The other technique involves becoming really clear in what basic words mean, or said more personally: becoming really clear about what I mean when I use a word. I absolutely love getting basic, looking up definitions and etymologies. More importantly, each word has a felt-sense, for myself and others, which is critical to feel. Becoming intimate with words, by owning your own definition, along with meeting all the emotions tagging along with them - especially the unmet ones - is incredibly helpful in sensing how you use a word. Or how a word uses you.
The feeling of an intellectual imposter syndrome does come online here for me: who am I to define a word? Should I not instead spend my time doing a literature review, of minds stronger than mine, who spent a life thinking on a topic related to that word. For sure, doing that stuff can be awesome, but the exercise here is not to know the truth, be super knowledgeable about a specific topic, or fanboy over some dead philosopher.

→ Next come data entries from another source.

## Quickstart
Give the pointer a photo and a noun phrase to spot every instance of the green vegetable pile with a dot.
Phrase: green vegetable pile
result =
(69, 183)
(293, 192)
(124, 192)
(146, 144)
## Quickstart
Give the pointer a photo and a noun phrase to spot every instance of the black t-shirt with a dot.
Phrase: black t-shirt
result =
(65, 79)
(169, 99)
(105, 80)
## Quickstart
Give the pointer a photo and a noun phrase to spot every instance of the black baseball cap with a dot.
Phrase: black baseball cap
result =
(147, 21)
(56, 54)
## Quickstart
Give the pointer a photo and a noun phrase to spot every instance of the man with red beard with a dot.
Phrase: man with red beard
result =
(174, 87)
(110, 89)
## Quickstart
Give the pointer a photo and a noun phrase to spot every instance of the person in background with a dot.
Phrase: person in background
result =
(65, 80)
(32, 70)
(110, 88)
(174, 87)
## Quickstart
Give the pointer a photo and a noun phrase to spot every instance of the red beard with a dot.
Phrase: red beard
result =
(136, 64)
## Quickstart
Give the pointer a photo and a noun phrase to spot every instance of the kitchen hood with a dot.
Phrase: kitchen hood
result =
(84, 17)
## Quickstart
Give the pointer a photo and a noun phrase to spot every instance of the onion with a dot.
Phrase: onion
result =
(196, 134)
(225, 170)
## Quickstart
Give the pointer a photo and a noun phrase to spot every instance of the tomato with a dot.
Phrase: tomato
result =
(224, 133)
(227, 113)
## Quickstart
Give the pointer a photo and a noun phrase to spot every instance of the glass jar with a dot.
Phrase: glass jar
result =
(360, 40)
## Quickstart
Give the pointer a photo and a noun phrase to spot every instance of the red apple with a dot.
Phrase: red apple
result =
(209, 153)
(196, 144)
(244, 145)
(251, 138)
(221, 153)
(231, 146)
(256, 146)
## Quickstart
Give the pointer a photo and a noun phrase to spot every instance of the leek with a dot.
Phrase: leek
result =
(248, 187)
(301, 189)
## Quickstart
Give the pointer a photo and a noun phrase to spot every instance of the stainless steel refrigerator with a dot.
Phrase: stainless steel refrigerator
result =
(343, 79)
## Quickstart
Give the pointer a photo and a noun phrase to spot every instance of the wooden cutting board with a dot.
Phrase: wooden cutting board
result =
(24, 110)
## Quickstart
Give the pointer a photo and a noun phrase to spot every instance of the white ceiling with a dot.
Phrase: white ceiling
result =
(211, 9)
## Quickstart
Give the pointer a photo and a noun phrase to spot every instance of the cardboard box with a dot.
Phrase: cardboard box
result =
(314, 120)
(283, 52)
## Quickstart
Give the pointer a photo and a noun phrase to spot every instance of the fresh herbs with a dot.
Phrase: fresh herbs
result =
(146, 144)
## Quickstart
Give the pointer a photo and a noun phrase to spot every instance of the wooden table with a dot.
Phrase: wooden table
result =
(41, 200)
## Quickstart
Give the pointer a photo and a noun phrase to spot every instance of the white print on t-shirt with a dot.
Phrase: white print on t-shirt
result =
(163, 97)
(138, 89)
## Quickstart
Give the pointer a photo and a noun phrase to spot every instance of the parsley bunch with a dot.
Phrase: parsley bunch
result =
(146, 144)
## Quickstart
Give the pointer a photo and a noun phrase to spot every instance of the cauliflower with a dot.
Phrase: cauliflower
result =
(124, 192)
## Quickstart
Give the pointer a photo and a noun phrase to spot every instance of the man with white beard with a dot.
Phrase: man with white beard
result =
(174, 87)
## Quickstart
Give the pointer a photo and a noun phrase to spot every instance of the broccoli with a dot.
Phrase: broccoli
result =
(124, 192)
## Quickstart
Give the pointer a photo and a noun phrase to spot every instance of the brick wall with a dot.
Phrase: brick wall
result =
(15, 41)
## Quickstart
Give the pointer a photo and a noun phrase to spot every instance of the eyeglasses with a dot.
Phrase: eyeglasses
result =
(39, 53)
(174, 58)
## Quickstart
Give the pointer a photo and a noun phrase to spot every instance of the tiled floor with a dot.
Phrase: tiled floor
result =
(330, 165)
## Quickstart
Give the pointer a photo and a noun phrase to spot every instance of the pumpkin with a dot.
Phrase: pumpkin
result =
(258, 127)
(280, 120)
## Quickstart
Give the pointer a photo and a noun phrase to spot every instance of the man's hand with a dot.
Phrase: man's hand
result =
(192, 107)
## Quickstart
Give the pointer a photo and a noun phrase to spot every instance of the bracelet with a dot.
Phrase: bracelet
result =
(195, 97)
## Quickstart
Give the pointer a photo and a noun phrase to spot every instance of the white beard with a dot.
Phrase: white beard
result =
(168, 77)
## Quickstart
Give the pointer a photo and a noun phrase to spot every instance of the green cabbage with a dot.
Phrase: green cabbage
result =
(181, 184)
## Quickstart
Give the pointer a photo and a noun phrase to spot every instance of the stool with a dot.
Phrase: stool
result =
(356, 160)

The exercise here is to own your words, so you think for yourself, with your self, and beyond your self. All of this usually leads to the discovery that you really do not know much, along with how much you are outsourcing not only your thinking, but the meaning of the words you use, especially the everyday ones.
When you engage in the Socratic method with someone about the meaning of a word they just used, you can pop them into aporia pretty quickly. This even works with super articulate galaxy brains who seem to know everything. The reason it works: below each word is a gateway to something deeper. A deeper sense of what is and what could be. And most deeply, the mystery.
I deeply sense that in order for us to make it to the other side, we need to use words-as-portals, so we can begin to access the full spectrum of our senses.